Bu kararın önemli bir sonucu, seçim menziline girildiği bir sırada HDP’nin seçim kampanyasını yürütürken mali açıdan rahat bir nefes alabilecek olmasıdır. Bu durumda 179.8 milyon lira üzerindeki blokajın hemen kalkması gerekmektedir. Ayrıca, bunun dışında yasal koşulları karşılayan diğer partilerle birlikte HDP’ye Hazine’den yapılacak bir seçim yardımı da söz konusudur.
*
Görüleceği gibi, AYM aslında ilk kararının üstünden yaklaşık iki ay kadar sonra kayda değer bir tutum değişikliğine gitmiştir. Blokaj kararı geçen ocak ayında 6 aleyhte oya karşı 9 lehte oyla alınmıştı. AYM’de hak eksenli çizgide giden ve sıkça azınlıkta kalan Başkan Prof. Zühtü Arslan, Engin Yıldırım, Emin Kuz, Yusuf Şevki Hakyemez ile genellikle çoğunlukla birlikte hareket eden Yıldız Seferinoğlu ile Selahaddin Menteş muhalefet şerhi düşen altı kişilik grubu oluşturmuştu.

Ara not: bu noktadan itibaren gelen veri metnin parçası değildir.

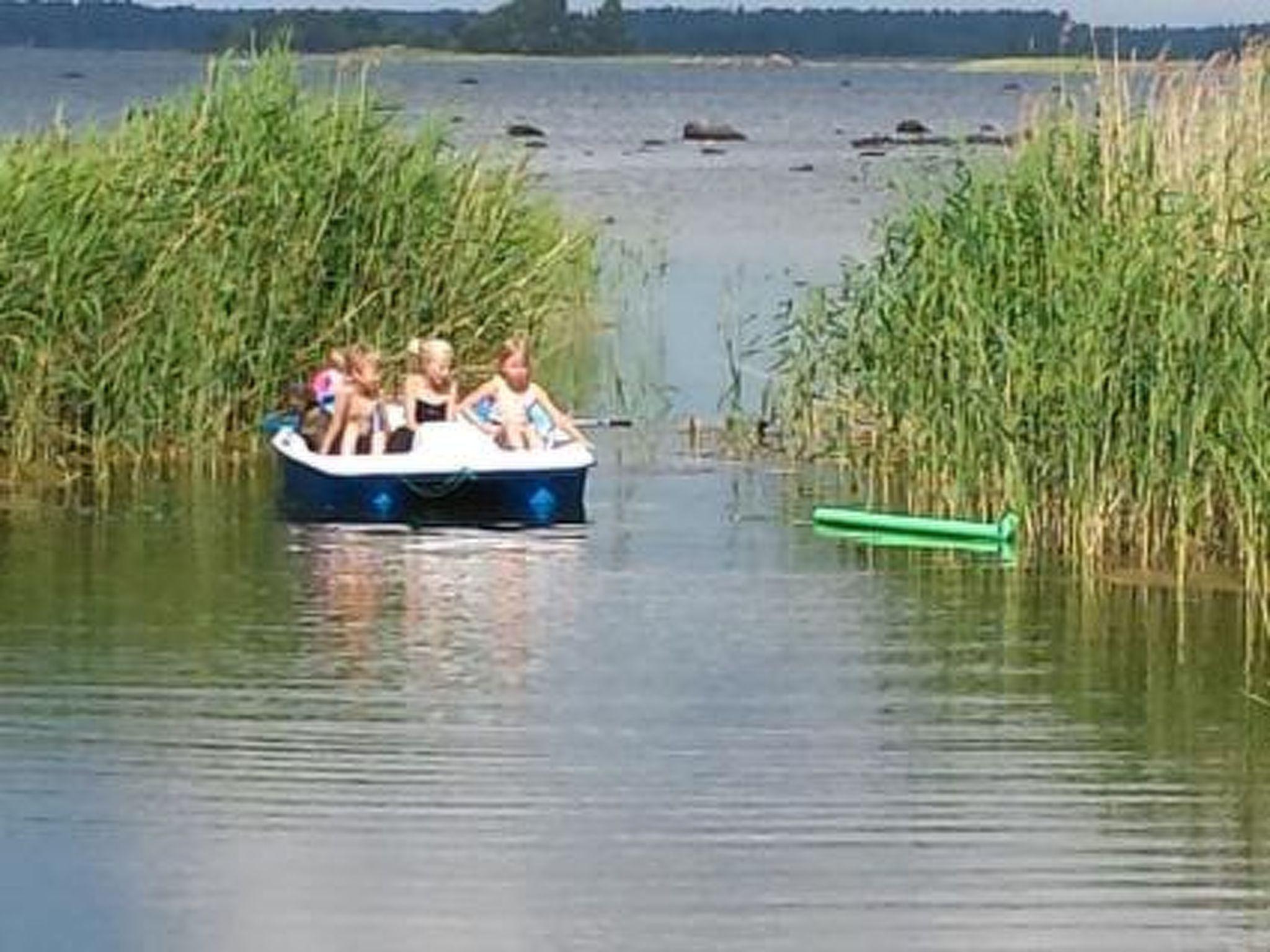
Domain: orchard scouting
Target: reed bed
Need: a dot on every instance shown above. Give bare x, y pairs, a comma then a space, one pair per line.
166, 280
1081, 334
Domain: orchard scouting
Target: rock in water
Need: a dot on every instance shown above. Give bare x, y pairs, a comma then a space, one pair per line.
711, 133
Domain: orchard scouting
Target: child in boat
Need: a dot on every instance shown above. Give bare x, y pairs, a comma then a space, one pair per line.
515, 410
329, 380
430, 392
358, 423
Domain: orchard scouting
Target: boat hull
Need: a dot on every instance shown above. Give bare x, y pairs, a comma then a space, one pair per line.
401, 490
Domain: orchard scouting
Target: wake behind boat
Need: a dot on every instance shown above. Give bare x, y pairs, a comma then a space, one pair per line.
453, 475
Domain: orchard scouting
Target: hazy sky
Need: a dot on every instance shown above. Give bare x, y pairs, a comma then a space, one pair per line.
1100, 12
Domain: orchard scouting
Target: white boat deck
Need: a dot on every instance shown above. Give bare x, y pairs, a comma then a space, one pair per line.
440, 450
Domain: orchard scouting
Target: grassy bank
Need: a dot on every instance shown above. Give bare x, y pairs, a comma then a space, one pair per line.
168, 277
1082, 335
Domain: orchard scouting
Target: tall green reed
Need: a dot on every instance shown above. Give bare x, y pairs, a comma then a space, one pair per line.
164, 280
1081, 334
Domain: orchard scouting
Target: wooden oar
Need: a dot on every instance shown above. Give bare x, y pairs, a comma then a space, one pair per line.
602, 423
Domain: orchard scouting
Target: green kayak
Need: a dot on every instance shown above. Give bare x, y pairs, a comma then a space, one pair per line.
1002, 531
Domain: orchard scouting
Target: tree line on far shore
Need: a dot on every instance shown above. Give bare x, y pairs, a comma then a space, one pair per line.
548, 27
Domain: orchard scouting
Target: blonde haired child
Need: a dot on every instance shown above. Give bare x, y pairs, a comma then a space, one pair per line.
520, 413
430, 392
358, 423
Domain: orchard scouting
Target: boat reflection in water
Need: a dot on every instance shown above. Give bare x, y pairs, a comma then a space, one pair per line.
437, 607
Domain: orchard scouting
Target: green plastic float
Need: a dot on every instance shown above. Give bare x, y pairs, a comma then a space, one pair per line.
865, 521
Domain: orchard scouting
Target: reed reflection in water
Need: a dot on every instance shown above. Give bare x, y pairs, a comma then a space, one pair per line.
690, 724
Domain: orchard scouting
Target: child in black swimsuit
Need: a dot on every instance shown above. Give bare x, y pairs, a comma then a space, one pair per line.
430, 392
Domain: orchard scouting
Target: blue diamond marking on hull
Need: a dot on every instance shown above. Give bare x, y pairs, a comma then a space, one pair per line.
543, 505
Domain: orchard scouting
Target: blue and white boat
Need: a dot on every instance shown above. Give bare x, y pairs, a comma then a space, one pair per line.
454, 475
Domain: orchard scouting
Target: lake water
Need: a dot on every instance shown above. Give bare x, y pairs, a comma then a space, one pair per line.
689, 724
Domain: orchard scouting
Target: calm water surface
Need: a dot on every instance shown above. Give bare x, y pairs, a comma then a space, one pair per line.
689, 724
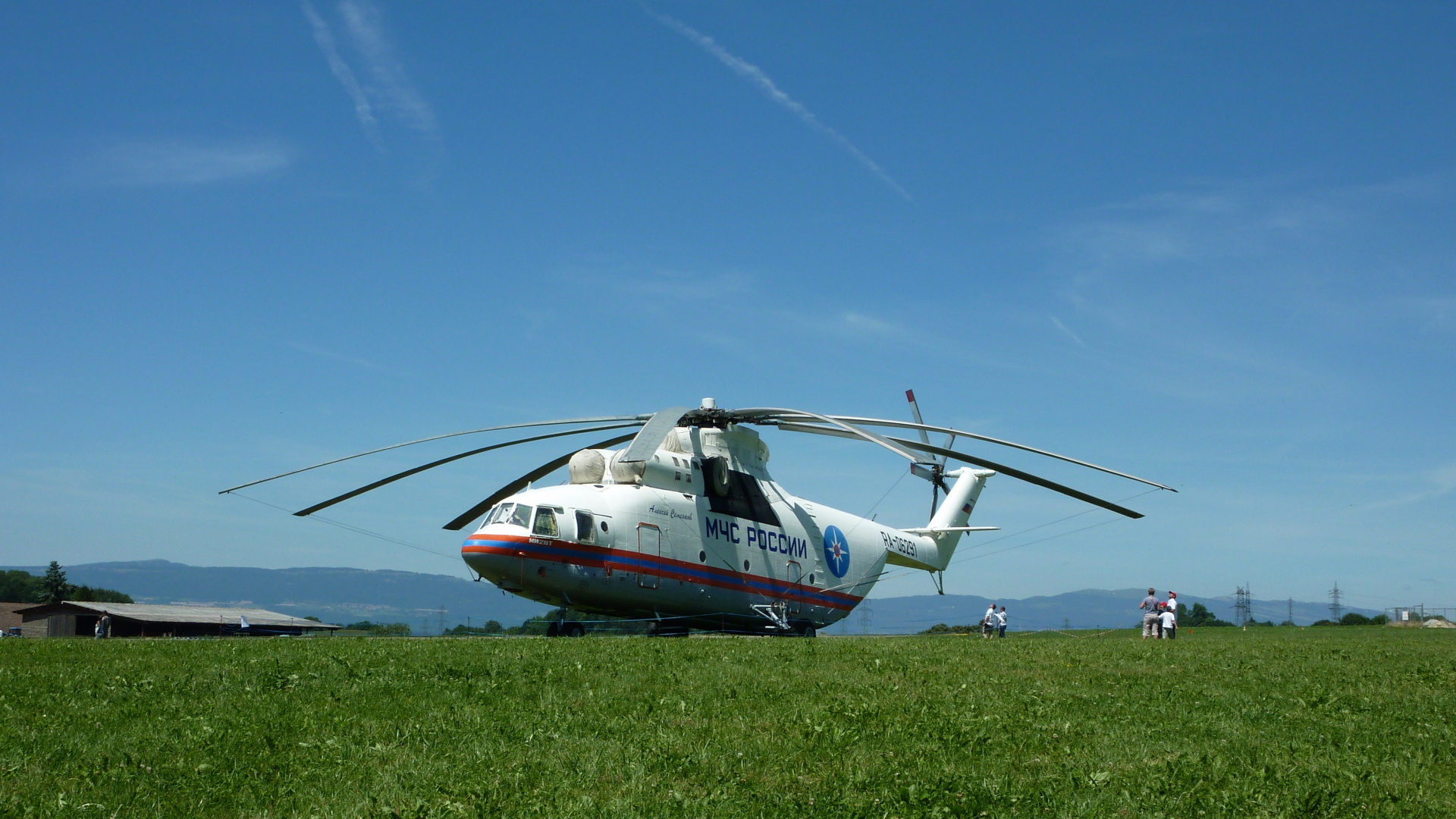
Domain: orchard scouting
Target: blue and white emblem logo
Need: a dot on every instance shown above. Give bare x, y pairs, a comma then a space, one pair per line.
836, 551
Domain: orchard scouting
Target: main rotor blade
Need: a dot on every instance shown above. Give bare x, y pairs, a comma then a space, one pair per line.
759, 414
915, 411
1001, 468
520, 483
1027, 477
987, 439
598, 420
441, 463
654, 433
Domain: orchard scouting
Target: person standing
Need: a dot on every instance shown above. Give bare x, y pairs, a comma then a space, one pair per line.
1149, 607
1169, 623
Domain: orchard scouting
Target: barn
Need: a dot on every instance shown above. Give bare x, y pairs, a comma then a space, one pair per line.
73, 618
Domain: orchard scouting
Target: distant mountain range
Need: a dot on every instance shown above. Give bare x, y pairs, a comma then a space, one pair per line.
334, 595
347, 595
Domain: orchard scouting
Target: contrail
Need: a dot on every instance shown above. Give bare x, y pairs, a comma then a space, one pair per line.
324, 36
766, 85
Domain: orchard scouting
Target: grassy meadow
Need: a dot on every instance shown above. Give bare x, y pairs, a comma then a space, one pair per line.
1270, 722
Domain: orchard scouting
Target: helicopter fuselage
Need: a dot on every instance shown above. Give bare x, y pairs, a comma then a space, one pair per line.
641, 551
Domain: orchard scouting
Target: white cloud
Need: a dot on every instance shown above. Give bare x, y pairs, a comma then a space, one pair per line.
367, 33
181, 162
324, 36
1068, 333
386, 88
778, 95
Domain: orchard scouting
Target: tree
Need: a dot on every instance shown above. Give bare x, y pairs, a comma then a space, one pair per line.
1200, 615
55, 586
601, 624
491, 627
88, 595
379, 629
19, 588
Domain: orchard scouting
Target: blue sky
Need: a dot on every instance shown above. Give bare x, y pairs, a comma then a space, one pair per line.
1207, 245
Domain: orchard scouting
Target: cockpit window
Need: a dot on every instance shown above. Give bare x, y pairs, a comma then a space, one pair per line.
585, 532
520, 516
545, 523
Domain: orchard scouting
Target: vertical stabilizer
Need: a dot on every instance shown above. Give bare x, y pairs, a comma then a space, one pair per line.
957, 509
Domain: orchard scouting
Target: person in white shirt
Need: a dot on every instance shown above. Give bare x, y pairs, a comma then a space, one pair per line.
1149, 608
1169, 623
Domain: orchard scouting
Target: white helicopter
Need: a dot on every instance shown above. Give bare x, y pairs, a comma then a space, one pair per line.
688, 529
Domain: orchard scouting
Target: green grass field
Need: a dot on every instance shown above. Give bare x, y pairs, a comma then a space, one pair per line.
1272, 722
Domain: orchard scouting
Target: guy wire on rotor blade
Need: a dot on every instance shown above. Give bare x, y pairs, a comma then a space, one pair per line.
791, 417
443, 461
596, 420
351, 528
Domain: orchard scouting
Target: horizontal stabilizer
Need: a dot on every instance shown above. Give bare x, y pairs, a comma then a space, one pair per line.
940, 529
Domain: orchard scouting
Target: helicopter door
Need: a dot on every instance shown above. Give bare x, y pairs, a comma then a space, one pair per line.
650, 545
795, 577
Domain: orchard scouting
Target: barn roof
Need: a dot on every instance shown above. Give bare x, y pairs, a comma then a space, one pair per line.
147, 613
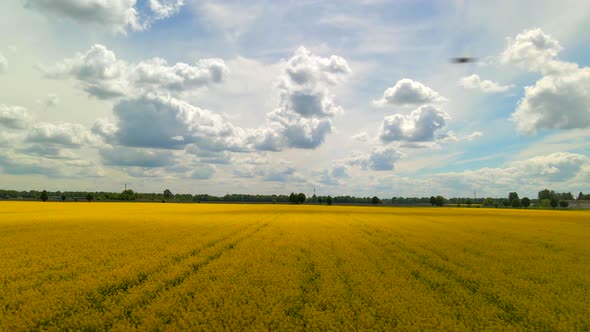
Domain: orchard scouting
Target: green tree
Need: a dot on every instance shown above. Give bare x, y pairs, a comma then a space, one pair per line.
516, 203
301, 198
439, 200
44, 196
168, 194
432, 200
512, 196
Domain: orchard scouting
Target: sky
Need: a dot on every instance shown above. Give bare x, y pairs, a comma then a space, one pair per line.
347, 97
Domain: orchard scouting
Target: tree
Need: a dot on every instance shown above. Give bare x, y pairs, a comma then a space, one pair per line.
516, 203
300, 198
168, 194
432, 200
439, 200
512, 196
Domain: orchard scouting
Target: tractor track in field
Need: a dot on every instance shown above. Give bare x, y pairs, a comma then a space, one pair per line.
102, 294
509, 312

İlginç bir nokta, 5 Ocak’taki ilk oylamada sürpriz bir şekilde blokaj yönünde oy kullanan Başkan Vekili Hasan Tahsin Gökcan’ın ve ayrıca yine ilk oylamada çoğunlukla birlikte hareket eden Rıdvan Güleç’in bu kez tutum değiştirerek, blokajın kaldırılması yönünde tutum almalarıdır. Bu durumda ilk oylamadaki 9’a 6 olan blokaj yönündeki oylama kalıbı, bu kez 8’e 7 blokajın kalkması yönünde şekillenmiştir.
*
Prof. Zühtü Arslan’ın geçen 2 Şubat’ta Anayasa Mahkemesi Başkanlığı’na sürpriz bir şekilde yeniden seçilmesinin hemen sonrasında bu köşede kaleme aldığımız bir değerlendirmede, bu sonucun “AYM’de biraz sürprizlere açık bir döneme girebileceğimizin işaretini verdiğini” belirtmiştik.
O tarihte HDP’nin sözlü savunmasının ertelenmesi gündemde değildi. Aynı yazıda Prof. Arslan’ın oy pusulalarının basılmış olduğu bir sırada kapama davası için AYM’yi toplantıya çağırması yönündeki beklentilerin de “çok gerçekçi görünmediğini” belirtmiştik. Kuşkusuz Türkiye’de hiçbir ihtimali dışlamamak gerekir. Ama ben ihtiyat payını bıraktıktan sonra yine aynı yerde duruyorum.